SQLServerCentral Article

Logon monitoring in SQL Server and Azure Managed Instances - Adopting Extended Events

,

Intro

In 2008 I wrote an article called “Scope: The drastic caveat with Logon Triggers.” Ever since, we have been using Event Notifications to capture logins for our SQL Server instances. Issues were only very rare, usually on servers that had an extreme load of many connections. In such a case, we stopped this continuous monitoring and only monitored for a couple of hours randomly in a month. This was the case on 3 of our 150+ instances.

The bite in the back

Recently, we had major downtime on one of our Azure Managed Instances due to this mechanism being activated and not shut down after the monitoring window. Over a weekend it recorded more than 210 Million events and blew up msdb (+300GB ) as well as our DBA database ( + 500GB ) processing these queues, by not being able to keep up with the load. Bear in mind, Azure Managed Instances are a PaaS solution, so manipulating systems database ( master, msdb, … ) is very much restricted.

It took quite a while to get the notification services dropped. After that, we restarted production, with caution to users that it may still be slowed down due to the needed extra actions.

For regular SQL Server instances, in such a situation, I would restore msdb to a time before the incident occurred, but this being an Azure Managed Instance, this was not an option. To get rid of this situation took quite a while because we needed to perform an “end conversation” for all messages in the queue. This took more than 12 hours!

The main cause for this crisis was a failing resource monitoring over the managed instances resource.

The nasty taste in the mouth

Even though the main reason for this was not in our hands, the situation and the fact that an actual plant had suffered downtime due to us not having shut down this monitoring, left us with an uncomfortable bad feeling. We knew extended events exist, but never felt the actual need to adopt, because our current solution worked fine for our needs.

So, we got onto the matter and started figuring out how Extended Events could be used to serve our needs. We mitigated the problem from our part (DBA) by creating a SQLAgent job, which monitored the sys.sysxmitqueue in msdb. This job would halt the Xe session whenever there are more then 10000 messages in this queue and alert the DBA team. Quick and dirty, we know, but this was only a temporary solution.

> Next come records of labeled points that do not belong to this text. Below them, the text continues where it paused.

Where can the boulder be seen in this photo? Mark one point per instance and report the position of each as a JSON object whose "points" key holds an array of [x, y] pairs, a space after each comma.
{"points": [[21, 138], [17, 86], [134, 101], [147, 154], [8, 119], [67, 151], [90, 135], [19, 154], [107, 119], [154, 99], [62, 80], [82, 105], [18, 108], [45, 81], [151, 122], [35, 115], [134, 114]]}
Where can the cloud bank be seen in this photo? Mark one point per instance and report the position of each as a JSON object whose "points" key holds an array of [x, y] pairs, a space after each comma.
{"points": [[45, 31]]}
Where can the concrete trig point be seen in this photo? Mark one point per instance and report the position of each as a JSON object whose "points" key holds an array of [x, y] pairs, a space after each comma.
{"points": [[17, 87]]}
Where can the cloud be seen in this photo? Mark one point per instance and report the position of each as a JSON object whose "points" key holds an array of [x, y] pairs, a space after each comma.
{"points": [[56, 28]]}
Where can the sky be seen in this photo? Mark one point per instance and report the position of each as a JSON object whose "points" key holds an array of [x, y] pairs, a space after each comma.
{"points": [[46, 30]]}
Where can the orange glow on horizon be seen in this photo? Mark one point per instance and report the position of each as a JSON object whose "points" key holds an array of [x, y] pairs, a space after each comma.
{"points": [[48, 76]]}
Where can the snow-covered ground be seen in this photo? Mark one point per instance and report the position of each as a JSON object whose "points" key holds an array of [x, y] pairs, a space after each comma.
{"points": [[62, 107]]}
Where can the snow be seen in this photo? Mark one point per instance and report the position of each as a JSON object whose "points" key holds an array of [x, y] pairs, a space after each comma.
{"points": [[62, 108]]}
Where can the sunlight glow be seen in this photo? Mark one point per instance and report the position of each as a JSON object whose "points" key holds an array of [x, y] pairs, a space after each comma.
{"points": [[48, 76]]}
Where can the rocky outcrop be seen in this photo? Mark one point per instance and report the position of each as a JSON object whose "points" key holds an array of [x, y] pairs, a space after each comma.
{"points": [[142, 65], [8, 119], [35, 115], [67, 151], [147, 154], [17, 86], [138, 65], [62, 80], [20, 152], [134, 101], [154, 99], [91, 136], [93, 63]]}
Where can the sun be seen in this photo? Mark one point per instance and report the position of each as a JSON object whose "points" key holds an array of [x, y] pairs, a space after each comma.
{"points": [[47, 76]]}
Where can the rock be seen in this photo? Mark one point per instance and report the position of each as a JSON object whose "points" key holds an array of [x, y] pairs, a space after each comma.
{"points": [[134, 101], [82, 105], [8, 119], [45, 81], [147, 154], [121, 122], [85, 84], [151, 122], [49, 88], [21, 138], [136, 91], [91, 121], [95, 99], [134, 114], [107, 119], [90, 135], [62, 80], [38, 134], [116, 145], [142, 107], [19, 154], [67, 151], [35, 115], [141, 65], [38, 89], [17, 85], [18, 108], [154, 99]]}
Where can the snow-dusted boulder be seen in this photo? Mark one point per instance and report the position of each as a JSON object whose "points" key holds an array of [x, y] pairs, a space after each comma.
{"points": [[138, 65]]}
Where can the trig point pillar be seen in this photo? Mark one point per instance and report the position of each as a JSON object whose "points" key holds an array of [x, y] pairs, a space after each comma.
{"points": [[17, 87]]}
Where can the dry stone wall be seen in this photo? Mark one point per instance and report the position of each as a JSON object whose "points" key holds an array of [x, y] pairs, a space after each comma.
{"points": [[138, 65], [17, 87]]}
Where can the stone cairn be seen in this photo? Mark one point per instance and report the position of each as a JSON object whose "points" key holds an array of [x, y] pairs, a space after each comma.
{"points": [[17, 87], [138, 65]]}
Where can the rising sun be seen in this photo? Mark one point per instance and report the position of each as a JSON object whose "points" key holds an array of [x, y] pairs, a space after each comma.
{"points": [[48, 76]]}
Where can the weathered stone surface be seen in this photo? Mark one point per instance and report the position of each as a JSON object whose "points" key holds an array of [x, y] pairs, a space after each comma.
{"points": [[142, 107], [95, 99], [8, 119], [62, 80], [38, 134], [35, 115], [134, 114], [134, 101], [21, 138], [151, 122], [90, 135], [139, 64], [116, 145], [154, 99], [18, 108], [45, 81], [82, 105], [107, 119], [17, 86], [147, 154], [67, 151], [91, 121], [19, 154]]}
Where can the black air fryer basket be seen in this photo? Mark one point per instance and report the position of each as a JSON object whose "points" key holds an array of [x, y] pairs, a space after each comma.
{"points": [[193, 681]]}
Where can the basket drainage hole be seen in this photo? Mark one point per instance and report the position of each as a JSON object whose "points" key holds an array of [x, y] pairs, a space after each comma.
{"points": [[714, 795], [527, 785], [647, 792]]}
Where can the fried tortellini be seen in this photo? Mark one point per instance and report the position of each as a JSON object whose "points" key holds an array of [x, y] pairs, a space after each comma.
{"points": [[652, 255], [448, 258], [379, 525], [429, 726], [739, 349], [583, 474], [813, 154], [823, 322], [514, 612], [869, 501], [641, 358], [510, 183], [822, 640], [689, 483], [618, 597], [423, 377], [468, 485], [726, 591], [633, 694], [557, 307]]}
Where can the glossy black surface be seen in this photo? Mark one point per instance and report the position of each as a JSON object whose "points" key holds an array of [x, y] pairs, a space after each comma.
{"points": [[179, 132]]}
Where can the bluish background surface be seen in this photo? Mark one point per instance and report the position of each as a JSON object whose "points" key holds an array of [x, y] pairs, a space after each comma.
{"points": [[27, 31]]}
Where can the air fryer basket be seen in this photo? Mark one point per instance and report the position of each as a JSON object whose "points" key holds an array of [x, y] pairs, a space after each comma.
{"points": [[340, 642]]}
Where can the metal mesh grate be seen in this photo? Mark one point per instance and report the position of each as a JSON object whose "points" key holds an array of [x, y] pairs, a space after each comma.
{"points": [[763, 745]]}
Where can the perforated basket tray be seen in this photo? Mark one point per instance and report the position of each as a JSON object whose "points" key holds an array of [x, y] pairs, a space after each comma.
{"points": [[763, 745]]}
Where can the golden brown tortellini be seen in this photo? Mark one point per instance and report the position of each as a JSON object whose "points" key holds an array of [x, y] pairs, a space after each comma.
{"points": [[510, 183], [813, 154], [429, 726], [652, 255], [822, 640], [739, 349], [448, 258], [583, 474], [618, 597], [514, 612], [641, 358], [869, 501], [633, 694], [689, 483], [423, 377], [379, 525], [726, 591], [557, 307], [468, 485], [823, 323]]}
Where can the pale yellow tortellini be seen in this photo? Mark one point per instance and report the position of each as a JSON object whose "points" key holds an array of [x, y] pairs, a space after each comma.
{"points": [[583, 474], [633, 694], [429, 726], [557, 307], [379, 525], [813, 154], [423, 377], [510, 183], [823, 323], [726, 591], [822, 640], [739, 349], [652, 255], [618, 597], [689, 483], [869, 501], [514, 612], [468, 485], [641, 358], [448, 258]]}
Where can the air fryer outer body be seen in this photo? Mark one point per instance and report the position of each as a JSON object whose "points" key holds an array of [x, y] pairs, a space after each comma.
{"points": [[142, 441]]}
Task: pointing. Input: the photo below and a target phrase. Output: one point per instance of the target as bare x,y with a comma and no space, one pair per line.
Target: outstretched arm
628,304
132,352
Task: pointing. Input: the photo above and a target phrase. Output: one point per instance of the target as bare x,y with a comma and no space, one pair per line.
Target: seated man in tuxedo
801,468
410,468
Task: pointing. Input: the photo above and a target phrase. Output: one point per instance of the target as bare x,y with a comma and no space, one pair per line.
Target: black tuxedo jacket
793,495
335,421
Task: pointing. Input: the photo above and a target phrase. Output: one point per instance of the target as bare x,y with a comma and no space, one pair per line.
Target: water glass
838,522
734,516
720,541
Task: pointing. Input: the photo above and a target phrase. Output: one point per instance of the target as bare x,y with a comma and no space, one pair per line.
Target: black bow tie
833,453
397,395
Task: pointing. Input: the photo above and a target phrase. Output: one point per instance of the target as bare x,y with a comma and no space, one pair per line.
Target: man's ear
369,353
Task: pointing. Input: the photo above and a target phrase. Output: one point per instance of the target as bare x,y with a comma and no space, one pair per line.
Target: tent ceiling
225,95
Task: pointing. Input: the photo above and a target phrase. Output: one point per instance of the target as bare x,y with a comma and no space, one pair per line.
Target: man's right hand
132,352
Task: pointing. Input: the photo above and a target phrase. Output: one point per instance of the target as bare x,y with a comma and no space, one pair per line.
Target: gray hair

Building it for our SQL Server instances

We started our quest using our own DBA Development SQL Server instance. As we know this engines behavior quite well, this was our preferred choice. Fairly quickly, our search engine pointed to a number of posts related to failed logins. As we monitor those, too, we decided to start here. These were two of our results:

We checked for the syntax of the Create Event Session in the Microsoft T-SQL documentation. We set it up on our test instance and looked how it provided information, directly from SQL Server Management Studio.

Below is the Extended Events Session we set up to capture 18456 errors ( i.e. Logon Failed ):

CREATE EVENT SESSION [DBA_TrackFailedLogins] ON SERVER
ADD EVENT sqlserver.error_reported(
ACTION(sqlserver.client_app_name, sqlserver.client_hostname, sqlserver.database_id, sqlserver.nt_username, sqlserver.session_nt_username, sqlserver.username)
WHERE([severity] = (14)
  AND [error_number] = (18456)
  AND [state] > (1)))
ADD TARGET package0.event_file(
SET filename = N'D:\MSSQL15\MSSQL\Log\DBA_XE_TrackFailedLogins_20211007_'
  , max_file_size = (2)
  , max_rollover_files = (5)
  )
WITH (MAX_MEMORY = 2048 KB
  , EVENT_RETENTION_MODE = ALLOW_MULTIPLE_EVENT_LOSS
  , MAX_DISPATCH_LATENCY = 3 SECONDS
  , MAX_EVENT_SIZE = 0 KB
  , MEMORY_PARTITION_MODE = NONE
  , TRACK_CAUSALITY = OFF
  , STARTUP_STATE = OFF
  );
ALTER EVENT SESSION [DBA_TrackFailedLogins] ON SERVER STATE = START;

As you can see in the image below, the information in the extend event is quiet interesting.

We can see who is trying to logon from which client machine, using which application and account, and from what IP address. The IP address is what follows behind [CLIENT: 10…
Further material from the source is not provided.